With the General Election just around the corner, one thing has been in the news A LOT: elder care.
The Conservative Party announced that as part of their manifesto, workers would be given a legal right to take a year’s leave to care for elderly relatives.
(There has been what some have called a “u-turn”, with May announcing a “cap” on how much people pay for care, but that’s another story for another time!)
Obviously, as this involved workers, it was slap bang in my remit, so I got a call from BBC Berkshire asking me to go on to the radio and discuss it.
I love doing these radio interviews as they help me to think about and talk through some of my thoughts on the issues raised.
I always try to give a balanced view as I can almost always see the situation from both the employer and employee perspective.
However, on this occasion, I was also focused on the differences between micro and small employers and the impact this kind of policy would have on them vs a larger employer.
In summary, a qualifying employee would be entitled to up to a year off to care for an elderly relative.
My initial thoughts:
- Does it have to be a parent, or would you qualify for an in-law, a grandparent or an aunt without closer relatives?
- Are you only allowed one period of absence or can you have a year off for each of your elderly relatives? And if so, what would the time gap need to be between the absences need to be?
- Does the company have to hold your position open for you, or could it be one of equal standing?
- What proof is needed prior to being able to take leave?
- What happens if the elderly person passes away before the end of the year, can the employee return early? What impact does this have on the fixed term temp hired to cover the leave of absence?
- What happens if the elderly person still requires care at the end of the year and perhaps their condition has deteriorated?
Unlike childcare leave, eldercare appears to be much more complex for employers. A parent can plan for the future care of their child from a specific point in time. The future is much less certain for an adult carer.
Yet the need for time off remains very real and for many employees, there are elder and child care issues (either as a parent or a grandparent) to be managed effectively so that while employees are at work they are performing at the highest and most focused levels, whilst still being able to support the various members of their family.
I do not believe giving people a year off work is the solution.
For the smallest of businesses, having even one employee off could be 10, 25 or 50 percent of the workforce.
If an employer has 2 or more employees requiring time off to care for elderly relatives, a business is just going to stall and potentially fail.
Employers must be able to hire, retain and rely on good quality, highly engaged employees.
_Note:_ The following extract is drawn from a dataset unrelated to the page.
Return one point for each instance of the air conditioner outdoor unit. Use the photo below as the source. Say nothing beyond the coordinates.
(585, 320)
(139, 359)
A large employer with hundreds or thousands of employees will be able to manage with some employees taking a year off unpaid, but this is just not the case for the smallest of employers.
So, what is the answer?
I believe that employment legislation needs to be much more flexible, enabling and empowering for both employers and employees.
No one has a crystal ball and no one can predict what support elderly relatives will require in 12 months’ time.
By introducing a more flexible approach to work and extending the right to request flexible working to all employees, staff with ongoing responsibilities could potentially reduce their days, reduce their hours and / or take up job shares.
While this won’t work for all roles in all companies, there are advantages to this approach:
- The employee has the right to ask and must put together a business proposal to support their request
- The employer must consider the request properly and respond in reasonable timescale, but is not obliged to accept the proposal if the business cannot cope
- Only one request would be allowed in a 12 month period, allowing for consistency within the business
- The change would be a contractual change to terms and conditions
- The skills and knowledge of the older worker are retained in the business
- This is a long term option to allow for care over an extended period of time, possibly for multiple family members
- This allows people who still require an income to earn while providing care for their elderly relatives
At a time when older workers’ need to stay in the workforce longer and longer for financial reasons and already have a tough time competing with younger employees for jobs, introducing a year off policy is just going to deter employers from hiring older workers.
There is already a significant concern about the risk of an age discrimination claim among employers and the more extensive the ‘rights’ of older employees, the more cautious employers will be about taking on older staff.
In addition, caring responsibilities are generally the domain of the female members of the family and this will be even more so if a year off is granted unpaid as the females are generally paid less than males (not saying this is right or always the case, but this is evidenced in all statistics).
Therefore, the impact on the family income – while still significant – is not as high as it would be if a male member of the family had to take a year off unpaid. This sort of policy will be another factor suppressing the employment and pay of female employees and could again result in discrimination cases, this time for gender.
Business owners in small companies already feel like they have a noose around their necks when it comes to employing staff. They need human resources to grow their business, but the more complex employment legislation becomes, the more employers will look for alternative employment models, including the use of overseas workers, freelancers, zero hour contracts or temporary staff.
Flexibility is going to be essential in futureproofing the UK workforce and enabling staff to take a year off unpaid and guaranteeing them a job on return is not conducive to a competitive, dynamic, economy.
Small businesses make up 99.3% of private sector business but only 24% of small businesses employ staff and this must increase significantly if the UK economy is going to continue to thrive.